Japan will send 1 million COVID-19 vaccine doses to Vietnam, Foreign Minister Toshimitsu Motegi said on Tuesday, as Vietnam seeks to accelerate its vaccine procurement drive to tackle a more stubborn wave of infections.
The shipment of AstraZeneca PLC vaccines produced in Japan are due to arrive in Vietnam on Wednesday, Motegi told reporters.
Vietnam, with a population of around 98 million, has recorded a total of 10,241 coronavirus cases, with only 58 deaths, since the pandemic began.
Japan is considering additional vaccine donations to Vietnam and Taiwan, and it is planning similar shipments to Indonesia, Malaysia, the Philippines and Thailand from early July, Motegi added.
Taiwan received 1.24 million AstraZeneca doses from Japan earlier this month to counter a resurgence of COVID-19 cases on the island. The Taiwanese government thanked Japan for the shipment and for its consideration regarding additional aid.
“We will continue to maintain close communication with the Japanese side and look forward to the smooth arrival of the vaccines in Taiwan as soon as possible,” Taiwan’s Foreign Ministry said in a statement.
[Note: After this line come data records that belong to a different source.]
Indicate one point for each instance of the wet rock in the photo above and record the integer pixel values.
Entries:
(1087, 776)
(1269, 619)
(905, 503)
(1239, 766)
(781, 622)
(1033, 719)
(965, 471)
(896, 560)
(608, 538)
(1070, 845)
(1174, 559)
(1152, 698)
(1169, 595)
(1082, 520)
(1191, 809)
Japan has pledged $1 billion and 30 million doses to the COVAX facility that provides vaccines to needy countries. But the shipments to Vietnam, Taiwan and other Asian neighbors are being made outside of COVAX to speed up delivery, Motegi said.
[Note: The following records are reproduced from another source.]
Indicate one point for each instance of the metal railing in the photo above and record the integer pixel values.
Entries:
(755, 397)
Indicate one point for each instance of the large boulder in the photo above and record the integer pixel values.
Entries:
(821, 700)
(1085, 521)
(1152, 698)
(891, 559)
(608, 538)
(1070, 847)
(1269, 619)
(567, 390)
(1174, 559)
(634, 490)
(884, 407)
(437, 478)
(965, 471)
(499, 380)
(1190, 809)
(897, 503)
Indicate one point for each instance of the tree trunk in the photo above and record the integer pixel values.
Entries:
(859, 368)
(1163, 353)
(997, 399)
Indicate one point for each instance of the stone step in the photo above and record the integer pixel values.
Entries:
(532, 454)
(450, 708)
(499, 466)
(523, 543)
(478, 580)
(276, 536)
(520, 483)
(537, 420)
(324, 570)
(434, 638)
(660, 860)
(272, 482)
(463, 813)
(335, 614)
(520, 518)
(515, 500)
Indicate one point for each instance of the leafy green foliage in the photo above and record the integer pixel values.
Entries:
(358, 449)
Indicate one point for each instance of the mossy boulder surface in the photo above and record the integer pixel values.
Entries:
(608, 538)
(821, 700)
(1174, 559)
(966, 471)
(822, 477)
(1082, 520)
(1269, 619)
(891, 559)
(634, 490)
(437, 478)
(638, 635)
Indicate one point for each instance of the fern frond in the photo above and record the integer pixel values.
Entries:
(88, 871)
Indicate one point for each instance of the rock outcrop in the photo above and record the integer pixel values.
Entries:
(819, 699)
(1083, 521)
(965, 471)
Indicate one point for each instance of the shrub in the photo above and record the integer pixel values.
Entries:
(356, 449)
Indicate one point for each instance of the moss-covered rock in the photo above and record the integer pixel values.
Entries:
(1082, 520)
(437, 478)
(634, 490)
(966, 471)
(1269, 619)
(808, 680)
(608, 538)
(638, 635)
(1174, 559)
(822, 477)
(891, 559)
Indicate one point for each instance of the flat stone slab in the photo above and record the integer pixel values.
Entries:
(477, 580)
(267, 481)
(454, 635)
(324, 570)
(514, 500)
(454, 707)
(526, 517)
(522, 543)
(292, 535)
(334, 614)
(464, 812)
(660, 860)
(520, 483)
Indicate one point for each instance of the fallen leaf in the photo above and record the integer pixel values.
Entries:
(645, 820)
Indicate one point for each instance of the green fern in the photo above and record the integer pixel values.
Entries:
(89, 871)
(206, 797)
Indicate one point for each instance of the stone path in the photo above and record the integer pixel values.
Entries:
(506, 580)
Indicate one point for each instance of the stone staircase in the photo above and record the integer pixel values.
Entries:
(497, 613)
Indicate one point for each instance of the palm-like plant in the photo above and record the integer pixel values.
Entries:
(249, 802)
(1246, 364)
“If we go through an international organization, the procedures in getting approval may take time,” he said.
Japan approved AstraZeneca’s vaccine last month and has contracted to buy 120 million doses of it. But there are no immediate plans to use the shots domestically, amid lingering concerns raised internationally over blood clots.
Taiwan has millions of doses on order worldwide but supply shortages have led to delays in receiving them, with just about 4% of a population of 23.5 million having received at least one shot as it battles the spike.
With just 132 new cases reported on Tuesday, the island is gradually bringing the domestic outbreak under control.
“The overall trend seems to be heading in a better direction, but we still can’t relax,” Health Minister Chen Shih-chung said in Taipei.